Funktionalität (Open-Loop versus Closed-Loop; aufladbar versus nicht aufladbar),

Kundensegment,

Industriesegment.

Betrachten wir zunächst einmal die Funktionalität. Eine Prepaid-Karte mit Closed-Loop Funktionalität ist nur bei einer Organisation als Zahlungsmittel einsetzbar (in den meisten Fällen bei der herausgebenden Organisation, zum Beispiel ein Einzelhandelsgeschäft, wie die I-Tunes Pre-paid-Karte, die zum Download von Musik aus dem I-Tunes Music-Store genutzt werden kann).

Trend geht zum aufladbaren Open-Loop-Produkt

Im Gegensatz dazu ist eine Open-Loop-Karte bei allen Organisationen einsetzbar, die sich im Rahmen eines speziellen Akzeptanznetzwerks verbunden haben. In den meisten Fällen ist eine Open-Loop Karte durch ein Cobranding mit Visa oder Mastercard sowohl am Point of Sale als auch am Geldautomaten einsetzbar.

Vorteile gibt es für beide Varianten.

Während Closed-Loop-Programme von operativer Kostenseite deutlich billiger zu handhaben sind, stellt die begrenzte Einsetzbarkeit eine natürlich Limitierung dar.

Im Gegensatz dazu garantieren Open-Loop-Programme typischerweise höhere Transaktionsvolumina, öffnen aber auch die Interchange-Diskussion.

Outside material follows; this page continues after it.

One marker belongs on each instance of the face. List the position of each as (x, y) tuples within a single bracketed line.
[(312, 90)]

Eine weitere Unterscheidung bei der Funktionalität der Karte liegt in der Fähigkeit die Karte nach der Nutzung wieder aufzuladen. Wenn man sich die bisherige Entwicklung von Prepaid-Karten anschaut, kann man unschwer erkennen, dass der Trend zunehmend Richtung Open-Loop-Produkte geht, die wiederaufladbar sind.

Umworbenes sind vor allem: Kunden mit schlechterer Bonität

Eine zweite Unterscheidungsstufe bei Pre-paid-Produkten zielt auf das Kundensegment ab, für den das Produkt konzipiert wurde. Das am häufigsten genannte Kundensegment ist dabei das Segment der sogenannten unbanked oder underserved. Das sind Kunden, die in Folge einer Bonitätsprüfung normalerweise keine Zahlungskarte bekommen würden. Nach Schätzungen von Edgar, Dunn & Company gibt es in Europa mehr als 200 Millionen potenzielle Kunden in diesem Bereich.

Ein Produktbeispiel für dieses Segment ist die Reloadcard der Landesbank Berlin, die ausdrücklich auf die "Karte ohne Schufa" hinweist. Andere Kundensegmente, die sich für den Einsatz von Prepaid-Produkten eignen, sind der Jugendbereich (siehe Splash Plastic herausgegeben von Pre Pay Technologies in Großbritannien) oder Online-Shopper (siehe Paysafecard).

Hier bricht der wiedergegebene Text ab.